This dataset contains all data used and created as a part of the "Code Contribution and Credit in Science" article [TODO: link/doi to paper].
There are six files in this dataset:
1. rs-graph-v1-prod.db
2. rs-graph-v1-redacted.db
3. annotated-dev-author-em-resolved.csv
4. train-set.parquet
5. test-set.parquet
6. dev-author-em-misclassifications.csv
rs-graph-v1-redacted.db The rs-graph-v1-redacted.db file is a SQLite database file that contains article-repository pairs. For each article, the basic bibliometric and author information is included. For each repository, only the basic repository metadata is included.
For details as to how to load and access the data within this database, please review:
https://github.com/evamaxfield/rs-graph rs-graph-v1-prod.db The rs-graph-v1-prod.db file is a SQLite database file that contains the same basic data as the rs-graph-v1-redacted.db database file but additionally includes the repository contributor information for each repository along with each contributor's details as well as our predicted linkages between article authors and repository developers. This database file has restricted access due to it's creation of linked personally identifiable information.

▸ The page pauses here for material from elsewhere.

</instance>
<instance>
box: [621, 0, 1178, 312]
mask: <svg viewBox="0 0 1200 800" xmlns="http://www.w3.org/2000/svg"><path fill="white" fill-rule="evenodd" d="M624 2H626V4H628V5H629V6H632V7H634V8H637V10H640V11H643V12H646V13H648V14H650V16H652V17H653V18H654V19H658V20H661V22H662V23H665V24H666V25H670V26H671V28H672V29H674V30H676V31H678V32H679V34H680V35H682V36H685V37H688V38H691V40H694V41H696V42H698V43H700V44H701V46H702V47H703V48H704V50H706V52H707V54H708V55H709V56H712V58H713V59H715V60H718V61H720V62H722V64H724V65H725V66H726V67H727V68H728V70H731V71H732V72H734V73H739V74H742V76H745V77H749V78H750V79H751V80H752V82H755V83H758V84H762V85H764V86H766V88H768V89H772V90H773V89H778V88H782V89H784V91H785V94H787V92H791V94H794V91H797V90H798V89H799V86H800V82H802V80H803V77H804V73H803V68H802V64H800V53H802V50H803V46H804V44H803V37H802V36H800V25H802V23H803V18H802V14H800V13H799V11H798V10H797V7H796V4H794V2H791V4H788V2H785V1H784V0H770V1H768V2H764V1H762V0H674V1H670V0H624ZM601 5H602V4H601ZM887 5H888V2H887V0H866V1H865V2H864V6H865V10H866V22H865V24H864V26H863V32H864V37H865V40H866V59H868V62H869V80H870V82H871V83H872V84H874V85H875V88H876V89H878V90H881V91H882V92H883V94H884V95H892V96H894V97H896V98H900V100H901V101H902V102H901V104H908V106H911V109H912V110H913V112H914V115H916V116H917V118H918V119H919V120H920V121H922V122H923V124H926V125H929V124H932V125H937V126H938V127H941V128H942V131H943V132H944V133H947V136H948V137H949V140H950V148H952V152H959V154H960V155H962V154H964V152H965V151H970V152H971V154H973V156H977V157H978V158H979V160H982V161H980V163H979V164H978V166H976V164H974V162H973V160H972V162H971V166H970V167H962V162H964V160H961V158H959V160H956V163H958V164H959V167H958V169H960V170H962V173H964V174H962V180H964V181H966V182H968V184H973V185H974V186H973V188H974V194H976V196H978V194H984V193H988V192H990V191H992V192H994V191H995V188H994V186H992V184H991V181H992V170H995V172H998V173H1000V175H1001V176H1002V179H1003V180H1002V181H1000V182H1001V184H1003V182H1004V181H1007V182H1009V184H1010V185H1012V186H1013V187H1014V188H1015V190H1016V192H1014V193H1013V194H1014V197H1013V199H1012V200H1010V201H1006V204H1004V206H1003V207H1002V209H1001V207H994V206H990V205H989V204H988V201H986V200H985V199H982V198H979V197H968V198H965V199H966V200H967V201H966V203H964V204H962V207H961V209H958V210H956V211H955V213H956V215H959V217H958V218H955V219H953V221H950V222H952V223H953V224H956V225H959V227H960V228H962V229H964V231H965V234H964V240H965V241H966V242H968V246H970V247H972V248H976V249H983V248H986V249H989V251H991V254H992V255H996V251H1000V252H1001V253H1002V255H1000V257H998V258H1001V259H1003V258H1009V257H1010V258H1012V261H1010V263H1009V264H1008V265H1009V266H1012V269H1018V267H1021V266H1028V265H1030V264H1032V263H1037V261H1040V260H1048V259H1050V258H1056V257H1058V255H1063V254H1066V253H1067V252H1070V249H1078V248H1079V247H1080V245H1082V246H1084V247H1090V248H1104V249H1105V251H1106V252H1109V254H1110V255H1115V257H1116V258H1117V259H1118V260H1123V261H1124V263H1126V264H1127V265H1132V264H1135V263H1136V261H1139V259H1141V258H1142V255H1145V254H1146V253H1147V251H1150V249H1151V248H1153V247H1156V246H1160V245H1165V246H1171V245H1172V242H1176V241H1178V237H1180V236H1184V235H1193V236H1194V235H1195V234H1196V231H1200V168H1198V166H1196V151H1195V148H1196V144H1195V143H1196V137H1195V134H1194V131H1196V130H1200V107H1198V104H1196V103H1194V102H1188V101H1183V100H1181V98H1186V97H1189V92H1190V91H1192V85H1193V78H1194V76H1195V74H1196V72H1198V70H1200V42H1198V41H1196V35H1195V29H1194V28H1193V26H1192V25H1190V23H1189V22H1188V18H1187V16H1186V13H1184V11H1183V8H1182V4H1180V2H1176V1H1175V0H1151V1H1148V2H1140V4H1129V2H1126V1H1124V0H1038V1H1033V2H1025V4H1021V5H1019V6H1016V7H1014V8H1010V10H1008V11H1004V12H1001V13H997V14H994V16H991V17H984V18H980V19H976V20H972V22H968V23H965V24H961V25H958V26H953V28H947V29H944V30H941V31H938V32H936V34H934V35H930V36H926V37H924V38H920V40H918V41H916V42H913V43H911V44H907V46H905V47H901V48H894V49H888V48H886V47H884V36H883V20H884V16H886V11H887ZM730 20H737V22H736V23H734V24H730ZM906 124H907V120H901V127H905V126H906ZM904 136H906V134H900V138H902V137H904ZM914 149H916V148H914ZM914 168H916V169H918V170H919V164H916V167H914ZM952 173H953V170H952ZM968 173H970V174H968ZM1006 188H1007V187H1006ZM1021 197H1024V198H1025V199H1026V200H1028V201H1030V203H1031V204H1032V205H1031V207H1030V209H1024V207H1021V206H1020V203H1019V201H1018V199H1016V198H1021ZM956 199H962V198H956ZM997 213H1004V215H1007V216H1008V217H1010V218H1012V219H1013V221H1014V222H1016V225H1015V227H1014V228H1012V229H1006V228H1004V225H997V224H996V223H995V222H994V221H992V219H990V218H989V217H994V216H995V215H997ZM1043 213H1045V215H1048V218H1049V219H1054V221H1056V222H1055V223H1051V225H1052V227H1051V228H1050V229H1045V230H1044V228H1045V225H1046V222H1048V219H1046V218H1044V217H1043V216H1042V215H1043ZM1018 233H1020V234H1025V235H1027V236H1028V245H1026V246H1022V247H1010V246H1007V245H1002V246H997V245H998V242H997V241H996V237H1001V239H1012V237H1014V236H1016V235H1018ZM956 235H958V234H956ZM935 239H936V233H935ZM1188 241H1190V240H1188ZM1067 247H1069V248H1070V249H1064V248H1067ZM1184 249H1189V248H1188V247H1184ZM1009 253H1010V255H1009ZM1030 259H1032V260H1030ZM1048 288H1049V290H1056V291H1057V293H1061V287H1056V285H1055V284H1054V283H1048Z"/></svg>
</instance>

For details as to how to load and access the data within this database, please review:
https://github.com/evamaxfield/rs-graph annotated-dev-author-em-resolved.csv The annotated-dev-author-em-resolved.csv CSV file stores the annotations created by our team which were used to train our author-developer-account entity matching model. Like with the rs-graph-v1-prod.db, this data has restricted access due to it's creation of linked personally identifiable information.
While the training data is kept private and available by request, we make the trained predictive model available at:
https://github.com/evamaxfield/sci-soft-models The train-set.parquet and test-set.parquet were the exact splits used for model training. The dev-author-em-misclassifications.csv is the set of misclassifications from the model on the test-set.